From 1 October 2025, Maersk will transition to a transhipment model, rerouting goods through European hubs before they reach US ports.
This means that South African cargo will first stop in Europe, where it will be offloaded and reloaded onto another vessel before heading across the Atlantic, delaying delivery times and increasing costs for exporters.
The decision comes as pressure mounts on local exporters who rely heavily on efficient, predictable shipping lines to meet contractual and market obligations.
In a notice to customers, Maersk confirmed the change and its exit from its current co-share agreement with the Mediterranean Shipping Company (MSC).
Under this agreement, known as the AMEX service, Maersk and MSC have jointly operated direct shipments to the US, sharing container space on vessels under the now-defunct 2M Alliance.
That collaboration officially ended in 2023, and now Maersk is pulling back from the route entirely. With Maersk’s withdrawal, MSC will become the only major shipping company offering direct service between South Africa and the US East Coast.
In anticipation of the shift, MSC announced in May that it would boost its service by deploying four additional vessels, increasing its total fleet on the route to eight ships.

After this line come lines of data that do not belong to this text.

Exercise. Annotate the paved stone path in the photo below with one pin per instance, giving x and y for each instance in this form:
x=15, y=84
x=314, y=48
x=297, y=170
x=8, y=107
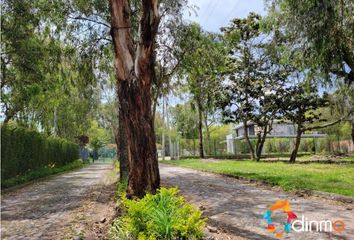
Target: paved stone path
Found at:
x=46, y=209
x=237, y=206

The weekly service will operate from the South African ports of Durban, Gqeberha, and Cape Town, before heading directly to key US destinations including New York, Baltimore, Norfolk, Charleston, and Freeport.
However, while MSC’s expanded capacity may offer some relief, concerns remain about whether it can adequately serve all exporters who previously relied on Maersk.
Unathi Sonti, Chairperson of the Maritime Business Chamber, warned that the implications of Maersk’s exit are already being felt, particularly by industries that depend on timely deliveries.
“The number one key to all of that would be for time-sensitive sectors. There will now be issues with them not having the weekly shipping line routes directly to the US,” said Sonti.